JANE webster Profile
JANE webster answered
Scarey
Bi-Polar mother whose constant attempts at suicide left me not knowing whether the next time I saw her she would be alive or dead, or with head in the oven or her tablets on the table.  Whether tonight I would go to bed hungry or whether their would be food for me when I got home.  Whether indeed there would be anyone at home.I was 3, just after my father died, when she first attempted suicide and it continued although my childhood right into adulthood.
mela Fedor Profile
mela Fedor answered
I have to agree with "robbier44"...... Forgettable. I suppose the correct term for it is "Dysfunctional".
sonia lofty Profile
sonia lofty answered
I had a great childhood. I grew up in the military and hated it at the time, but looking back it was pretty good
Janey Tharby Profile
Janey Tharby answered
'Unsettled'is the word that comes to mind.
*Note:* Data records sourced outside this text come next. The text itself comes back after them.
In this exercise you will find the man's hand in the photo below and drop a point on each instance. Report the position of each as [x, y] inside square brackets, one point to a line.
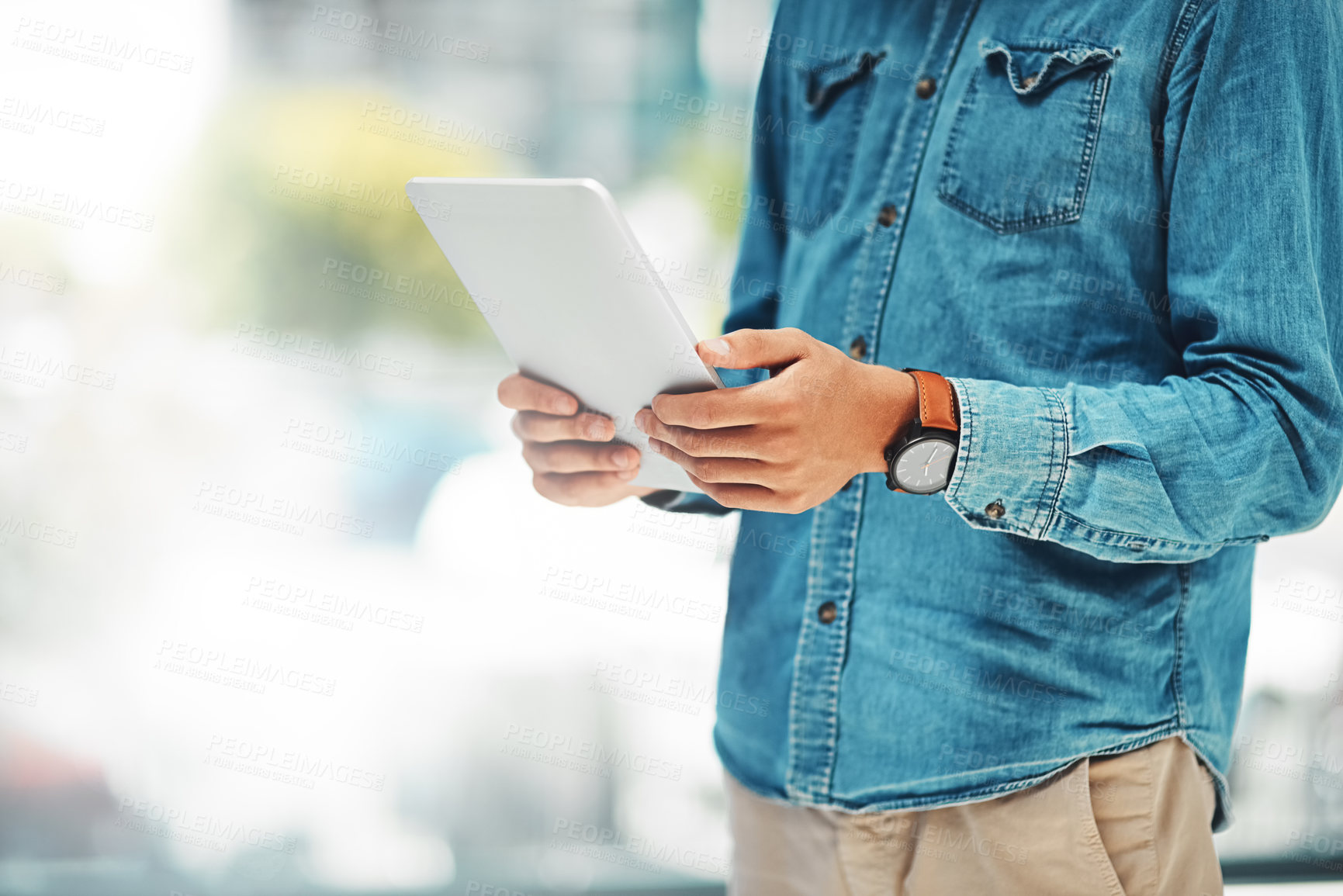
[567, 451]
[790, 442]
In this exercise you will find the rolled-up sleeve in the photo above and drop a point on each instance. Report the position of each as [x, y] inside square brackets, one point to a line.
[1248, 444]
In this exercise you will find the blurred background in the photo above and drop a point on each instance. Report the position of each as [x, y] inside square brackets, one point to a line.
[279, 609]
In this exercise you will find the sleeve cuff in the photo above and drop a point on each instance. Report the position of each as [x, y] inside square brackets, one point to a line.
[1012, 457]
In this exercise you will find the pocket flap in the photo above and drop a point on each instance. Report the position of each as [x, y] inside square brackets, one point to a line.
[1033, 67]
[826, 82]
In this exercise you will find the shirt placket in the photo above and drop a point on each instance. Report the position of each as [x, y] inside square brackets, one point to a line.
[822, 642]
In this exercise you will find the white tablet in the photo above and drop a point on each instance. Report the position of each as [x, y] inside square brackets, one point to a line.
[560, 278]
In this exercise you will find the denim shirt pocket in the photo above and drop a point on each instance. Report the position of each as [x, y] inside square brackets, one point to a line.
[1021, 147]
[823, 137]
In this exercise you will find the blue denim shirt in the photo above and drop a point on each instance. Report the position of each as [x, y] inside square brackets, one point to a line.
[1118, 229]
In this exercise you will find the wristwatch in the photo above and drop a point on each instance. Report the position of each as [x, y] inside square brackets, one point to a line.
[923, 455]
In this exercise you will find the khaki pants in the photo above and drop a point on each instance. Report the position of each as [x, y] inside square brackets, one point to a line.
[1138, 824]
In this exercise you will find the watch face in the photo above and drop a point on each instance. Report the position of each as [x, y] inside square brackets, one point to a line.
[924, 466]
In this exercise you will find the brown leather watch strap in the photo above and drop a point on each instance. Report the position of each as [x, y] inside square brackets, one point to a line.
[936, 400]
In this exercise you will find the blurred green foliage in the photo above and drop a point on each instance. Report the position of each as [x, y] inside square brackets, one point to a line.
[299, 218]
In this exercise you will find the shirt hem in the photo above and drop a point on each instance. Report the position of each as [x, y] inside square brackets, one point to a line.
[992, 791]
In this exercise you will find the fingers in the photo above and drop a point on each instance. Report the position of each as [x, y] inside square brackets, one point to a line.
[747, 348]
[580, 490]
[582, 457]
[733, 441]
[524, 394]
[714, 469]
[532, 426]
[744, 497]
[715, 409]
Always on the move - due to my fathers work committments and always the new kid at school!
Starka Blurter Profile
Starka Blurter answered
Cute.
I was so quite & innocent, I wasn't the kind of children who yell & mess around. I didn't have much friends, but I was happy :) :) :)
Anonymous Profile
Anonymous answered
Normal- I'd have to say I had a pretty great childhood with the usual ups and downs of life......
Anonymous Profile
Anonymous answered
Traumatic... Had no good friends no boyfriend spiraled in to depression became anemic and had suicidal thoughts ( haha now I'm sure your childhood sounds a lot better now)
Anonymous Profile
Anonymous answered
I don't even know how to put it into words. It left a nasty scar on me, it left me with a million things in my head I will never be able to forget..
Taylor Swift Profile
Taylor Swift answered
I would choose the word anticapation. In school the teacher told me what anticapation means it means your really exited when somthing is going to happen.